Northern Ireland to lead the way in police complaints information

Published Date: 15.01.2004

For the first time ever in Northern Ireland, detailed and localised information about police complaints will be made readily available to the police and the public through a new initiative by the Police Ombudsman's Office.

The new initiative, the first of its kind in the UK, will mean that the public in Northern Ireland will now have more such information than is made readily available in Great Britain or the Irish Republic.

Until the establishment of the Police Ombudsman's Office, comparatively little information was routinely made available about the nature of the complaints made against the police and how they were resolved.

In a new level of openness, from today (Thursday) the Police Ombudsman's Office has now made this information available as it relates to the majority of towns and villages across Northern Ireland.

By logging onto the Police Ombudsman website, information which was normally only available for senior police officers will be available for the public and the local District Policing Partnerships.

By 'calling up' a map of Northern Ireland and clicking on a particular region, details are now available of the number of complaints from an area, the community background of those making the complaints and the main issues being complained about.

The site will for the first time make public details from Police Ombudsman investigation reports which have been forwarded to the Secretary of State, the PSNI Chief Constable and to the Policing Board.
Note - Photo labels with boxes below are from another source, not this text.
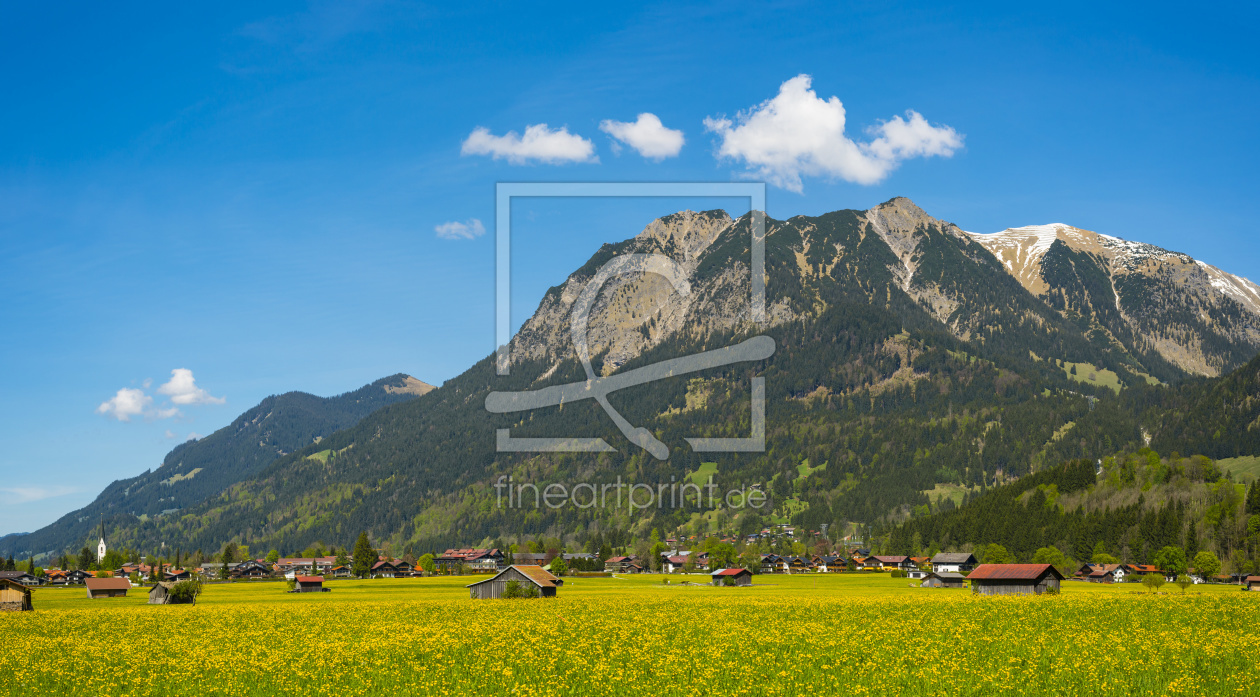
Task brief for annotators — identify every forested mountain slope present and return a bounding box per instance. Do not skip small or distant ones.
[0,374,433,555]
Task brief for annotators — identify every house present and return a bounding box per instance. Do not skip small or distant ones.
[84,579,131,600]
[465,565,564,600]
[871,555,919,571]
[0,579,33,613]
[784,557,814,573]
[968,563,1063,595]
[372,561,398,579]
[709,568,752,586]
[326,566,353,579]
[433,548,504,571]
[0,571,44,586]
[149,581,197,605]
[931,552,979,573]
[228,560,271,579]
[604,557,643,573]
[919,571,966,589]
[163,568,193,584]
[660,555,687,573]
[290,576,331,592]
[761,555,788,573]
[66,568,95,584]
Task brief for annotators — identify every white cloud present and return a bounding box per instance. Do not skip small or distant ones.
[96,387,154,421]
[460,124,600,165]
[600,112,684,163]
[0,487,83,504]
[704,74,963,193]
[433,218,485,239]
[158,368,227,405]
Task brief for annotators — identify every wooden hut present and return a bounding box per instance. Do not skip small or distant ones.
[968,563,1063,595]
[294,576,331,592]
[709,568,752,586]
[83,579,131,600]
[0,579,32,613]
[919,571,966,589]
[466,565,564,600]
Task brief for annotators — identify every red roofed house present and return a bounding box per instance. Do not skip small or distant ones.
[709,568,752,586]
[83,579,131,600]
[966,563,1063,595]
[292,576,329,592]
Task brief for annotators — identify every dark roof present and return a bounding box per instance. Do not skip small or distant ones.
[464,563,563,589]
[709,568,752,576]
[932,552,975,563]
[968,563,1063,581]
[83,577,131,591]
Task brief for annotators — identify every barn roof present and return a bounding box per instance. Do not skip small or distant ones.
[83,577,131,591]
[968,563,1063,581]
[932,552,975,563]
[464,565,563,589]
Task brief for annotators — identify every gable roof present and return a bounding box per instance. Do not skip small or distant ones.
[464,563,563,589]
[932,552,975,563]
[83,577,131,591]
[968,563,1063,581]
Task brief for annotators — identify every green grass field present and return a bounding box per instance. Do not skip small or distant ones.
[9,573,1260,697]
[1216,455,1260,481]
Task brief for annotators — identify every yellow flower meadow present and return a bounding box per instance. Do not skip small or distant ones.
[0,575,1260,697]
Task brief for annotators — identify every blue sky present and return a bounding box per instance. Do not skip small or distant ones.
[0,3,1260,534]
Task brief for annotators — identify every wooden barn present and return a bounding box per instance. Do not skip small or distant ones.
[919,571,966,589]
[709,568,752,586]
[968,563,1063,595]
[292,576,331,592]
[149,581,197,605]
[83,579,131,600]
[467,565,564,600]
[0,579,32,613]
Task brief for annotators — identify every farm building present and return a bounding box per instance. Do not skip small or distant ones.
[0,579,32,613]
[292,576,330,592]
[968,563,1063,595]
[919,571,966,589]
[466,565,564,600]
[709,568,752,586]
[149,581,197,605]
[83,579,131,600]
[932,552,977,573]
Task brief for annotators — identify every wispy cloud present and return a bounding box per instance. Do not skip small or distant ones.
[433,218,485,239]
[704,74,963,193]
[460,124,600,165]
[0,487,83,504]
[600,112,684,163]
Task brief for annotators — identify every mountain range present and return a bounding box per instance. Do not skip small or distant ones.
[0,198,1260,555]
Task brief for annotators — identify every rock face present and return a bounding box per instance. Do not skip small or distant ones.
[969,223,1260,376]
[512,198,1260,379]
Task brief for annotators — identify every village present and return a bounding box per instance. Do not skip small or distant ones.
[0,538,1260,610]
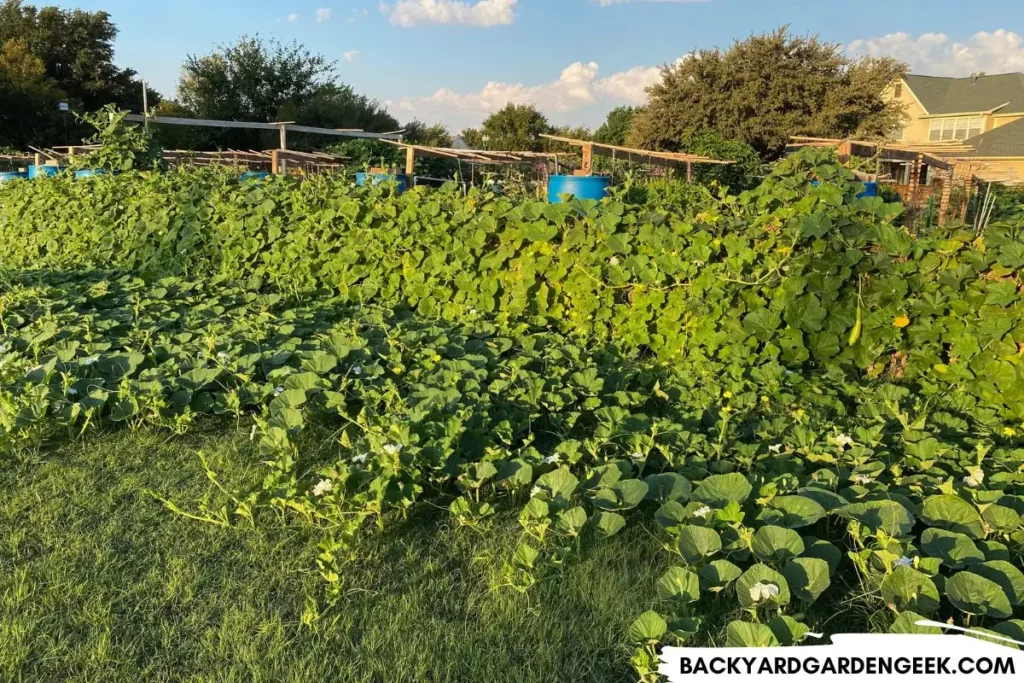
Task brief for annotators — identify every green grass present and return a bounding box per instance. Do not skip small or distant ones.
[0,427,669,681]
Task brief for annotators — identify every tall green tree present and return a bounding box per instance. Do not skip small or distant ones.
[629,27,906,160]
[594,106,640,145]
[0,0,160,147]
[169,36,398,150]
[460,102,552,152]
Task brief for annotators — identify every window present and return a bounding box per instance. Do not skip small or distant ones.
[928,116,985,142]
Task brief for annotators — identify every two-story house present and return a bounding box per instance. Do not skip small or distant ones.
[886,74,1024,182]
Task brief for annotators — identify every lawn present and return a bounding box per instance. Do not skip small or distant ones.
[6,423,669,681]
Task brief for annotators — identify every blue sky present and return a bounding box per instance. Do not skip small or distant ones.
[51,0,1024,129]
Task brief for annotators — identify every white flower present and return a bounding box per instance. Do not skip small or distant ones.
[751,581,778,602]
[833,434,853,449]
[313,479,334,498]
[964,468,985,488]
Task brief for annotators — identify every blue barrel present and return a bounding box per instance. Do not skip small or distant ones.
[857,182,879,200]
[548,175,611,204]
[355,173,413,193]
[29,165,63,178]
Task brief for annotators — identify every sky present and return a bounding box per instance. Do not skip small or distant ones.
[49,0,1024,131]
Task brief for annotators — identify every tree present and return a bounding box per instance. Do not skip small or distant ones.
[594,106,640,145]
[0,0,160,145]
[177,36,398,148]
[629,27,906,160]
[460,102,552,152]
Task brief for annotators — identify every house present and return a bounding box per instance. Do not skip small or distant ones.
[884,74,1024,185]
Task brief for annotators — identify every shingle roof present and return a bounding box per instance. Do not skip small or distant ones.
[968,119,1024,157]
[905,74,1024,115]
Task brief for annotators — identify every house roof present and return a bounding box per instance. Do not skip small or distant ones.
[904,74,1024,115]
[969,119,1024,157]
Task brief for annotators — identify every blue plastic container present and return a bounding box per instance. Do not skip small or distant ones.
[355,173,413,193]
[857,182,879,200]
[29,165,63,179]
[548,175,611,204]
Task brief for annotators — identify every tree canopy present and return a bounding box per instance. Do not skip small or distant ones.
[161,36,398,148]
[629,27,906,160]
[0,0,153,148]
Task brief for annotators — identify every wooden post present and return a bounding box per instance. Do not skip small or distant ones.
[939,169,953,225]
[580,142,594,175]
[406,147,416,180]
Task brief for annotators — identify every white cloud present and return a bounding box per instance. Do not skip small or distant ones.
[597,0,709,7]
[846,29,1024,77]
[380,0,517,29]
[385,57,660,130]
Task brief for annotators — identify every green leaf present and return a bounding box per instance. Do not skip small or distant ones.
[644,472,692,504]
[630,610,669,645]
[751,526,804,564]
[758,496,825,528]
[676,524,722,564]
[882,566,939,614]
[921,494,987,539]
[782,557,831,604]
[921,527,985,569]
[591,510,626,539]
[691,472,754,508]
[725,622,778,647]
[697,560,743,593]
[657,567,700,604]
[946,571,1014,618]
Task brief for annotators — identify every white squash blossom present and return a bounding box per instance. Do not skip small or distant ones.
[751,581,778,602]
[313,479,334,498]
[833,434,853,449]
[964,468,985,488]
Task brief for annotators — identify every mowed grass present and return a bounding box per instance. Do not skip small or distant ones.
[0,425,670,682]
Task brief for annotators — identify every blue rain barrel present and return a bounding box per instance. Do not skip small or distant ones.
[29,165,63,178]
[355,173,412,193]
[548,175,611,204]
[857,182,879,200]
[0,171,29,183]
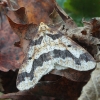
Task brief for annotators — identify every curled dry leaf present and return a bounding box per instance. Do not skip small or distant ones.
[0,75,85,100]
[78,63,100,100]
[18,0,54,24]
[0,10,23,71]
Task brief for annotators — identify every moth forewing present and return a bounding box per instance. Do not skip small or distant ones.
[17,23,96,90]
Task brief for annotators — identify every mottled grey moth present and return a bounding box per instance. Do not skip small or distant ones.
[17,22,96,90]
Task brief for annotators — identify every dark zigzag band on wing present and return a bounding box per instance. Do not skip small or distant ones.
[30,31,63,46]
[17,49,94,84]
[47,31,64,40]
[30,36,43,46]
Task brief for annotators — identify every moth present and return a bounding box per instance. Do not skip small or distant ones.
[16,22,96,91]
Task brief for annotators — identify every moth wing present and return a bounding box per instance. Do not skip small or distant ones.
[16,59,53,91]
[56,36,96,71]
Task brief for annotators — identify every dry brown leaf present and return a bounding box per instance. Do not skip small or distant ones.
[50,68,93,82]
[78,63,100,100]
[0,76,85,100]
[0,10,23,71]
[18,0,54,24]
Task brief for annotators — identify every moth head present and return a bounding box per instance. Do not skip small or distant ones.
[38,22,50,32]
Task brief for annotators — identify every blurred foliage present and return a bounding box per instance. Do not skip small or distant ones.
[57,0,100,26]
Many of these reports cover (non complaint) investigations into the discharge of police weapons in various situations, including public disturbances.

The site also contains anonymous examples of the many different types of complaints received by the Police Ombudsman's Office and how they were dealt with.

The Police Ombudsman, Mrs Nuala O'Loan, has said this new initiative has involved a lot of hard work by her Public Information team supported by the Belfast based firm Biznet Solutions:

" I think it would be fair to say that in the past the information routinely made available about complaints against the police was very limited. It was usually only confined to statistical data and tended to be contained in summary form in corporate documents. That also still seems to be the case in other jurisdictions.

"In talking to police officers and to the public I realised that I cannot expect people to have a good understanding of our work unless I make available more information – including actual accounts of how complaints have been dealt with - and make that information available in a format which is readily understood.

"I want to try and ensure that people's knowledge of my Office and the issues around our work are based on fact and not misunderstanding or rumour.

"I also want police officers to see that our work underpins good policing and that where complaints against them are ill founded or have no substance we will say so publicly," she said.

The Managing Partner of Biznet Solutions, Adrian Bradley, said the Police Ombudsman's Office was determined to make as much detailed information available as possible to the public.

"It was part of our task to help them present that material in a way which is as easily accessible as possible. We have produced a website which people can easily access at various levels and should be of interest to both members of the public and to those with a detailed interest in this topic."